Meet Adoption-Competent Therapist Michelle Collins
Michelle Collins, LCMFT is an Adoption-Competent Therapist serving foster and adoptive families in Baltimore at our NEW office in Towson, Maryland.
She is a graduate of the University of Maryland with an M.S. in Couple and Family Therapy. She earned a Bachelor’s degree in Psychology with a focus on Child Development and a B.A. in Hispanic Studies from East Carolina University, Greenville, NC. Michelle has experience working with children and adolescents struggling with issues such as anxiety, depression, ADHD, and complex trauma. She has worked in various community settings providing group, individual, couple, and family therapy. She has received training in Trauma-Focused Cognitive Behavioral Therapy (TF-CBT), Play Therapy, Theraplay, and relationship enhancement therapy. Michelle is bilingual, fluent in English and Spanish.
Michelle was recently spotlighted in C.A.S.E.’s e-newsletter. Below, she provides some guidance to adoptive parents:
Q: Michelle, why is it important to seek the services of an adoption-competent therapist when concerns first arise and not wait until adolescence or when a crisis arises?
A: I am pleased to answer such an important, excellent question! I’d like to begin by stating that it is never too late to pursue adoption competent therapy. Adult adoptees and adoptive parents who have found previous therapy unhelpful or even hurtful may be understandably discouraged and skeptical, questioning why they should believe that “this therapy will work when previous therapy has not.”
Being proactive and engaging an adoption-competent therapist when concerns first arise in childhood can prevent problems from becoming worse. Many well-meaning parents ignore the “red flags” until their child reaches adolescence and difficulties reach a crisis point. For example, intervening early when a child is first beginning to have difficulties navigating friendships or developing lasting friendships, can prevent more serious consequences in adolescence.

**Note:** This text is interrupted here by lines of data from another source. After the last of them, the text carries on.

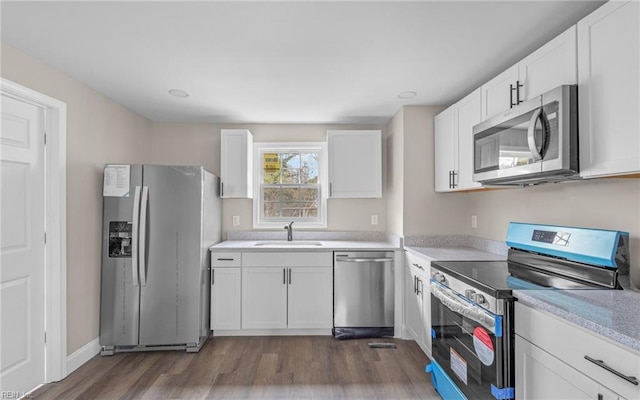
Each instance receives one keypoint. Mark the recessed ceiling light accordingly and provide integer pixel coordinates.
(178, 93)
(409, 94)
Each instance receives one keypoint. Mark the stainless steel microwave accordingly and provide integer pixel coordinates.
(535, 142)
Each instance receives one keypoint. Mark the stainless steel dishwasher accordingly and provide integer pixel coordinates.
(363, 301)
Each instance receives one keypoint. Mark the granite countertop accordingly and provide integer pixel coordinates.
(306, 245)
(456, 253)
(610, 313)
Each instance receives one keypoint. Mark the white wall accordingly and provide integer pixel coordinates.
(98, 131)
(200, 144)
(603, 203)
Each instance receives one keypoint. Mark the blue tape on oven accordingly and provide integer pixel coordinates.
(444, 385)
(504, 393)
(498, 326)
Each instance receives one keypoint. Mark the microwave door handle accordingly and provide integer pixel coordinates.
(531, 135)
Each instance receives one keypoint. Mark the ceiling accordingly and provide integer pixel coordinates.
(283, 62)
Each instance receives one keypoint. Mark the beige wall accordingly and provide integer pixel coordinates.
(200, 144)
(425, 211)
(603, 203)
(413, 208)
(98, 131)
(393, 140)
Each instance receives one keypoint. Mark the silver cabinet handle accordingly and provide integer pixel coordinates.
(134, 237)
(602, 364)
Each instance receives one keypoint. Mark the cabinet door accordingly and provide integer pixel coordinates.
(445, 148)
(225, 298)
(550, 66)
(469, 114)
(310, 298)
(608, 95)
(355, 164)
(264, 298)
(539, 375)
(236, 163)
(497, 95)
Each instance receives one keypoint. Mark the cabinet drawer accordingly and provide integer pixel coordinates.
(287, 259)
(225, 259)
(571, 343)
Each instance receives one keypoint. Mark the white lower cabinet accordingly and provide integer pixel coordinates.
(264, 298)
(552, 361)
(226, 287)
(289, 290)
(418, 300)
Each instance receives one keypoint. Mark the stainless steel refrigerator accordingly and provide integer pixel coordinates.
(158, 223)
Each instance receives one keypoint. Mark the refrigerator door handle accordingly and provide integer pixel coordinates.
(134, 237)
(143, 236)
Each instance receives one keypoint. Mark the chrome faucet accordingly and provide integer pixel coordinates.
(289, 231)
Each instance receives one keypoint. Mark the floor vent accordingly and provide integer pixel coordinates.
(382, 345)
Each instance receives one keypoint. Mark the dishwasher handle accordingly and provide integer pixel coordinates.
(363, 260)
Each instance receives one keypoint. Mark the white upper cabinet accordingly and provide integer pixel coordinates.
(498, 94)
(446, 152)
(454, 144)
(469, 113)
(355, 163)
(236, 163)
(608, 91)
(552, 65)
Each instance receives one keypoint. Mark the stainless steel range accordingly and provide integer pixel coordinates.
(472, 305)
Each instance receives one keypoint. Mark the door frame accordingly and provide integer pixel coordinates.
(55, 125)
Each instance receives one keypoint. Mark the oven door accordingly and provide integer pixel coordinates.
(471, 345)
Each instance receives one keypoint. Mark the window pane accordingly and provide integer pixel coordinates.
(309, 210)
(309, 173)
(272, 194)
(308, 194)
(290, 175)
(290, 210)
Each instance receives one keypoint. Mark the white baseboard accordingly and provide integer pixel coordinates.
(82, 355)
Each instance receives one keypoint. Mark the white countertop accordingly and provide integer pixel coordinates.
(326, 245)
(455, 253)
(610, 313)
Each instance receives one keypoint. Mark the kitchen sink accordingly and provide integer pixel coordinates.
(285, 243)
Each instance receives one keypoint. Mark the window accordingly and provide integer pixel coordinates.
(289, 182)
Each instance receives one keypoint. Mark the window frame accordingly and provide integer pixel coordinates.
(323, 180)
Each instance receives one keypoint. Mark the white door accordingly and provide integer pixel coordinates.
(22, 361)
(264, 298)
(310, 298)
(226, 284)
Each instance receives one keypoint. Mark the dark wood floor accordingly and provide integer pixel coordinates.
(295, 367)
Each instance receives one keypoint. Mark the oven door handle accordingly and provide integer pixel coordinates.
(461, 306)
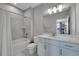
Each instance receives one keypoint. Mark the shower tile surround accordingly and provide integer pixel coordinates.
(36, 17)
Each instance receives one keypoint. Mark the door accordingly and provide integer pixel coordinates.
(52, 50)
(28, 27)
(69, 52)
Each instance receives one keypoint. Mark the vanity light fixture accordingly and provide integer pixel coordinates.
(50, 11)
(54, 9)
(14, 3)
(60, 8)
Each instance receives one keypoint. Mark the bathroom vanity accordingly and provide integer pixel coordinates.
(58, 46)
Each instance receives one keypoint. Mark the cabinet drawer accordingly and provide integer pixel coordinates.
(69, 45)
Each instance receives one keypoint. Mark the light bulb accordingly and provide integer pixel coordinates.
(54, 9)
(50, 11)
(14, 3)
(60, 8)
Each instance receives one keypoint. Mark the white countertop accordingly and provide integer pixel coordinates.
(66, 38)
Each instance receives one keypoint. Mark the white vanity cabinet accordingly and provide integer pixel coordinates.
(69, 49)
(41, 47)
(52, 48)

Teens who experience difficulties in peer relationships are at greater risk for depression and substance abuse. Armed with an understanding of how early trauma and loss likely has impacted their child’s ability to read social cues and respect boundaries, parents and therapist can work together to help the child to develop those necessary social skills.
Therapists who are adoption-competent have the training and experience that equip them with the knowledge and skills needed to provide effective treatment to members of the adoption constellation. For example, adoption competent therapists understand how a youth’s pre-placement history and unique experience of loss/grief and complex trauma, including breaks in attachment, can impact their emotional, social and cognitive, and behavioral growth and development. As adoption therapists, we consider how a child’s challenging behaviors may be rooted in fears around loss and rejection; lack of trust and insecure attachment. We then work with the child and family to understand the child’s early experiences to promote healing and family well-being.
In previous treatment, clients often tell us that they felt “blamed” and “left out” of the therapy. Adoption competent therapy is strengths-based and family-oriented. Parents are an integral part of treatment and always receive invaluable psychoeducation regarding the challenges they are experiencing with their children, which is empowering and supportive. In adoption-competent therapy, parents learn why the parenting approaches and behavioral interventions tried in previous treatment were completely ineffective and even harmful for children from compromised beginnings. For example, as they learn about the impact of trauma on the brain, parents are often relieved to understand that their child’s tantrums are likely driven by an inability to self-soothe (likely caused by early neglect). Parents are then receptive to learning trauma/attachment focused parenting skills.
Adoption competent therapy arms parents with knowledge about how adoption can impact adolescence. Parents can then provide their teen with the support needed to navigate issues related to identity and self-esteem. Adoption competent therapists assist parents to feel competent and confident in communicating and working with school personnel to understand what their child needs to be able to succeed in school.
A proactive approach allows families to receive guidance and support before they feel completely overwhelmed by a teen’s extreme behavior. Borrowing the lovely Chinese proverb from C.A.S.E., “The best time to plant a tree was 20 years ago. The second-best time is now.” Let’s get planting!